3. Witten's first drop – While people might remember Jason Witten dropping the ball down the seam of the field in the second quarter, the Cowboys still scored on that drive. The most costly of his drops occurred on their first possession, when he dropped a third-down pass over the middle that should've moved the chains. On the next play, the Cowboys had the punt blocked for a touchdown and found themselves down 10-0. You can argue the Seahawks would've blocked the punt on the next drive, but teams play it differently the closer you get to the middle of the field.
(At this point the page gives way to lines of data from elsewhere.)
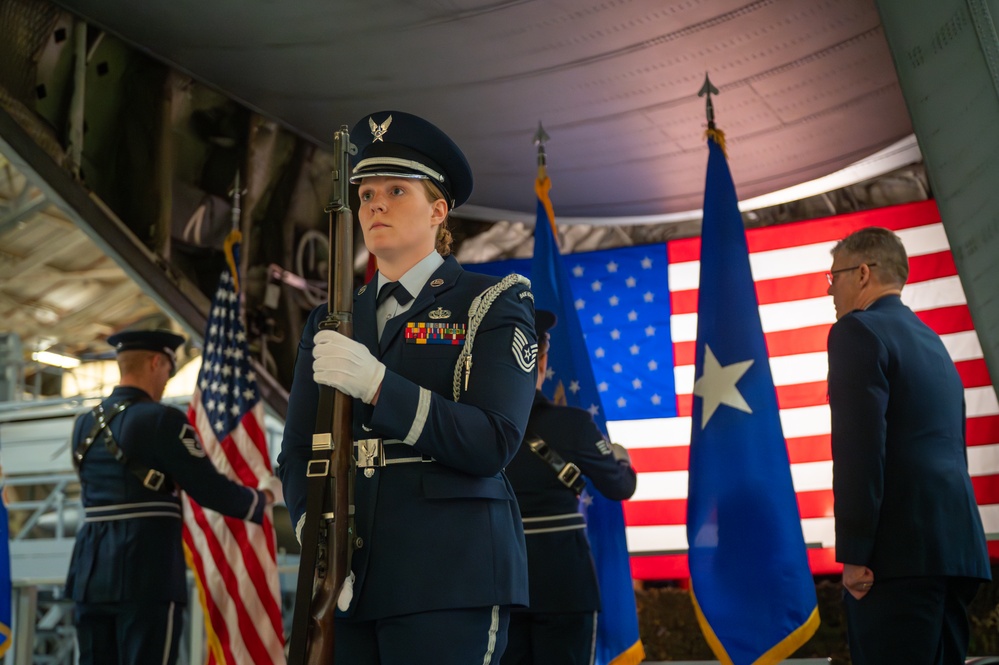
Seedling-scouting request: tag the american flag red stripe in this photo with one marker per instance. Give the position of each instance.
(234, 561)
(789, 264)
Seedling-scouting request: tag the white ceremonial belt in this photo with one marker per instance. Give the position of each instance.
(128, 511)
(376, 453)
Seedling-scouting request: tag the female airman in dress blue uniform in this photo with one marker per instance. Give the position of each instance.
(560, 625)
(443, 375)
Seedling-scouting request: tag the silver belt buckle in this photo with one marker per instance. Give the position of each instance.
(370, 453)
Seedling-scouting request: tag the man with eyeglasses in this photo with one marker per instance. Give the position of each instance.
(908, 531)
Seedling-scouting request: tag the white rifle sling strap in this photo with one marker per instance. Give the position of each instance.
(476, 313)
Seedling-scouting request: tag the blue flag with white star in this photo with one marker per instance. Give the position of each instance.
(571, 382)
(752, 587)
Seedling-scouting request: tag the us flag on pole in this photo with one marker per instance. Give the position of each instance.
(234, 561)
(638, 310)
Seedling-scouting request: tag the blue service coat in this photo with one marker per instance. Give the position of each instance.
(562, 576)
(904, 503)
(129, 546)
(445, 534)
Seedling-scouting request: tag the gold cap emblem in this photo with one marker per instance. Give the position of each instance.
(378, 131)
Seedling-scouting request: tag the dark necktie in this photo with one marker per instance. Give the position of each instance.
(396, 290)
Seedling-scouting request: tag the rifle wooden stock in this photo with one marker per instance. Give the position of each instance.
(328, 530)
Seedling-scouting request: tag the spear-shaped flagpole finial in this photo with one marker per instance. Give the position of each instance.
(708, 89)
(237, 194)
(540, 137)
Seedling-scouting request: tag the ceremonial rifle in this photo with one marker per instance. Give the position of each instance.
(329, 516)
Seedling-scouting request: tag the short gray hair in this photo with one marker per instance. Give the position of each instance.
(876, 245)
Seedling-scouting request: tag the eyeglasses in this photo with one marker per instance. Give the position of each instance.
(831, 275)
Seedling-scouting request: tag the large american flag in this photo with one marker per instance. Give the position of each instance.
(233, 561)
(638, 310)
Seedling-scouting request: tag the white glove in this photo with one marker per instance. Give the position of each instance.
(620, 453)
(346, 593)
(346, 365)
(273, 485)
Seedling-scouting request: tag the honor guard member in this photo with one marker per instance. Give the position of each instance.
(127, 574)
(908, 531)
(442, 367)
(561, 446)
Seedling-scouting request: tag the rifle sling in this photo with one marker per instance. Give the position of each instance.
(317, 487)
(150, 478)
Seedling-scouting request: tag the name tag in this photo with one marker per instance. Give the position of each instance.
(418, 332)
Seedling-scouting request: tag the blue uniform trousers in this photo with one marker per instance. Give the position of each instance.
(128, 633)
(912, 620)
(551, 638)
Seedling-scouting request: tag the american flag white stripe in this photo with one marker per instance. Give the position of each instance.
(788, 264)
(234, 561)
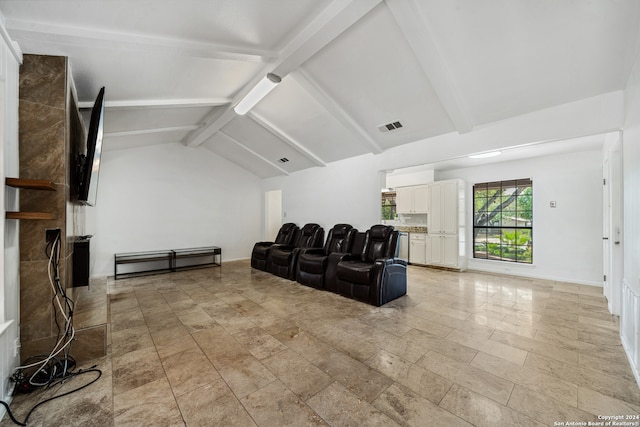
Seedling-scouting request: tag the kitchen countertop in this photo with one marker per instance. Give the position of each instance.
(411, 228)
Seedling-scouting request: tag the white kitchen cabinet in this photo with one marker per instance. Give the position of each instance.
(412, 199)
(445, 245)
(442, 250)
(417, 251)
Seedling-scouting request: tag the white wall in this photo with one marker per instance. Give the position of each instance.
(10, 58)
(349, 190)
(630, 318)
(169, 197)
(567, 239)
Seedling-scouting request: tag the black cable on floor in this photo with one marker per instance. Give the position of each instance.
(70, 375)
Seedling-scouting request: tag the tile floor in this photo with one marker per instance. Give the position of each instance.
(242, 347)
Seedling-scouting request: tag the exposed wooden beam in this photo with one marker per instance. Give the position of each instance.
(309, 84)
(250, 151)
(416, 30)
(329, 24)
(286, 138)
(71, 36)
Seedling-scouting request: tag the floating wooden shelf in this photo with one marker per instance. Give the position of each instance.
(30, 184)
(29, 215)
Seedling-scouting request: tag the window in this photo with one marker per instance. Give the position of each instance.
(503, 221)
(389, 205)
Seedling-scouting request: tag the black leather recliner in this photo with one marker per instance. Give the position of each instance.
(260, 253)
(312, 263)
(376, 276)
(283, 259)
(357, 246)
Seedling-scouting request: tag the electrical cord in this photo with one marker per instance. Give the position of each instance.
(49, 370)
(70, 375)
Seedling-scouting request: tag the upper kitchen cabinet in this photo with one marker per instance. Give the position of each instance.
(413, 199)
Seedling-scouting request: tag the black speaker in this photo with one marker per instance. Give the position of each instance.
(81, 261)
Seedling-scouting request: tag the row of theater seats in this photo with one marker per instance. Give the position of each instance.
(358, 265)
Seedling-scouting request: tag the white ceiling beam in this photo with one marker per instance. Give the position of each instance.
(151, 130)
(416, 30)
(311, 86)
(270, 127)
(330, 23)
(253, 153)
(75, 36)
(161, 103)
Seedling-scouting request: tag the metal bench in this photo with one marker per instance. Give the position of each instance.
(153, 262)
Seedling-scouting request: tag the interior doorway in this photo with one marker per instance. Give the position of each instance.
(273, 214)
(612, 222)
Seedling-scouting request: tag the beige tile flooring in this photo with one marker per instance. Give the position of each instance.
(238, 346)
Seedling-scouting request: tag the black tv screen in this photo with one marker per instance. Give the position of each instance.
(89, 165)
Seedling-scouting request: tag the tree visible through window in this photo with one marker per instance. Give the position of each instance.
(389, 205)
(503, 220)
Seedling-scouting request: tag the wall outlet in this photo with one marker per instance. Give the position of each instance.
(51, 234)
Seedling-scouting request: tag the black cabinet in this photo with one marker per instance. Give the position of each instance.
(81, 261)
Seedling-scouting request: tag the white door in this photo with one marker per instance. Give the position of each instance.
(606, 226)
(612, 222)
(273, 214)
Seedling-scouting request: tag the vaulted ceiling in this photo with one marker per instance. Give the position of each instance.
(174, 69)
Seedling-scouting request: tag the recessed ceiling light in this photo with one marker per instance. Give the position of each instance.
(485, 155)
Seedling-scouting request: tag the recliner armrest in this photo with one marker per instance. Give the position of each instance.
(312, 251)
(391, 261)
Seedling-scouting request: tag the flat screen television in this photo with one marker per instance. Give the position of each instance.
(89, 163)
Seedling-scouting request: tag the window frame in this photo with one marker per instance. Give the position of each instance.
(507, 228)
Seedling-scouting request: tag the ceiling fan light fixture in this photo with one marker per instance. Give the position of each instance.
(485, 155)
(255, 95)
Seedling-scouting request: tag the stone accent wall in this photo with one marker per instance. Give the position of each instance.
(51, 130)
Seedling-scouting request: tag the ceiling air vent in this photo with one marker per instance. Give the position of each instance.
(389, 127)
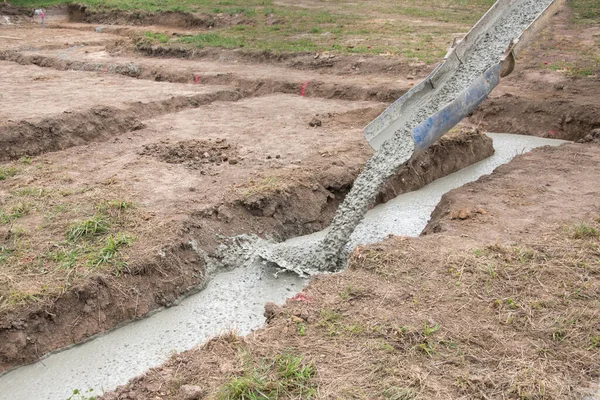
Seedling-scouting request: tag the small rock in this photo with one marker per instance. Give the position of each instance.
(315, 122)
(271, 311)
(461, 214)
(153, 387)
(192, 392)
(223, 214)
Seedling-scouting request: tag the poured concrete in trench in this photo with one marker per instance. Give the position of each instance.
(232, 300)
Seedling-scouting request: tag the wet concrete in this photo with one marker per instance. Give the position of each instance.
(329, 253)
(232, 300)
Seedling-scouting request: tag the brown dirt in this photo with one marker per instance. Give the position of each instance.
(254, 81)
(194, 154)
(536, 99)
(499, 305)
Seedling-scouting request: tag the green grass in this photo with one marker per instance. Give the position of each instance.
(18, 211)
(415, 30)
(7, 172)
(214, 40)
(287, 376)
(586, 11)
(110, 249)
(94, 226)
(585, 231)
(157, 36)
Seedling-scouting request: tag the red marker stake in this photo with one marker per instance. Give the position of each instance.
(304, 89)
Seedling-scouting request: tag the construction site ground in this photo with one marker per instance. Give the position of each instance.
(127, 154)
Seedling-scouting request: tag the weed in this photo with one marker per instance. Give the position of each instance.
(94, 226)
(559, 335)
(7, 172)
(80, 395)
(66, 259)
(330, 316)
(571, 69)
(288, 376)
(350, 292)
(426, 348)
(354, 329)
(33, 192)
(595, 342)
(430, 330)
(160, 37)
(396, 393)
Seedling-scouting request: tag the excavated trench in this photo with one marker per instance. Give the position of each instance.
(232, 300)
(304, 206)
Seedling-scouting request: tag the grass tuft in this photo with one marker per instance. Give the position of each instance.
(585, 231)
(94, 226)
(287, 376)
(7, 172)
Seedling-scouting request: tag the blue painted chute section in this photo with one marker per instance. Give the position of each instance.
(434, 127)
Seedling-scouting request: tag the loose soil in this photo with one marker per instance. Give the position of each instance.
(499, 303)
(159, 197)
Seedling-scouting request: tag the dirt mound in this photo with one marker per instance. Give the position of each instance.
(593, 137)
(340, 64)
(557, 119)
(9, 9)
(500, 305)
(195, 154)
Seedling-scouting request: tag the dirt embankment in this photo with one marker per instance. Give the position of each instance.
(500, 304)
(303, 206)
(559, 119)
(29, 138)
(248, 85)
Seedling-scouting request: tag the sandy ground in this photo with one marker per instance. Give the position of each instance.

They may not have had the same block call on if the ball wasn't backed up as much.
4. Romo's interception – The Cowboys were down 10-0 but driving to get back in the game and possibly on the scoreboard. Tony Romo's pick to Brandon Browner erased that opportunity at the Seattle 24. The pass was going to Jason Witten over the middle. But if you look closer, there's a possibility Dez Bryant might have run the wrong route. Witten is coming across and has a step on his defender, but with Bryant turning inside to the middle, it brought Browner back into the play for the pick.
5. Lynch rumbles for 36 – With the Cowboys trailing 13-7, Seattle had a second-and-7 at their own 39. On what should've been a stop for no gain, Marshawn Lynch broke a tackle and then scooted for 36 yards to the Cowboys' 25. Two plays later, Seattle scored for a 20-7 lead.
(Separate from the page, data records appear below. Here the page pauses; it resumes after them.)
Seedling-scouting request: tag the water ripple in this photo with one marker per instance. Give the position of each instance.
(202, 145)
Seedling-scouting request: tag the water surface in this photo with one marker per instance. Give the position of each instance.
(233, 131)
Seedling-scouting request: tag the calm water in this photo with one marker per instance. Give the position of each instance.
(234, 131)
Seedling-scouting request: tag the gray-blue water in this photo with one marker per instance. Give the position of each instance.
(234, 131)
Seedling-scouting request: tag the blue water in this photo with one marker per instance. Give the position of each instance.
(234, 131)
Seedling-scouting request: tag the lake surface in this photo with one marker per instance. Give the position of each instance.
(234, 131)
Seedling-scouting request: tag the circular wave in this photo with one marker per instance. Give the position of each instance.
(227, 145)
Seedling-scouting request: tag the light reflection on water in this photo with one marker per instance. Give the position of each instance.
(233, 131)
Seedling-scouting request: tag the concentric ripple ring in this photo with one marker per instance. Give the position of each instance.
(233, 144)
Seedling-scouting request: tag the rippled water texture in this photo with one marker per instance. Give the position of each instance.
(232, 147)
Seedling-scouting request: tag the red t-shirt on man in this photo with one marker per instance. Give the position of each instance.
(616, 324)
- Dez Bryant's muffed punt might have changed things before halftime. The Cowboys called three timeouts to try and set something up. He dropped the punt at the Dallas 35. He had plenty of room to run, so if he could've gotten to midfield with a few seconds left, maybe the Cowboys could've run a play or two to get in field goal range.
- The NFL will likely come down hard on Seattle receiver Golden Tate for his blindside block on Sean Lee. If that's the case, it means the referees missed a big call there. Had a penalty been called on Tate, it would've been offset by the late hit called against Bruce Carter, giving the Seahawks another second-and-12, leading 20-7. Instead, the 14-yard scramble and questionable call on Carter gave Seattle a first down at the Dallas 49, and they eventually scored.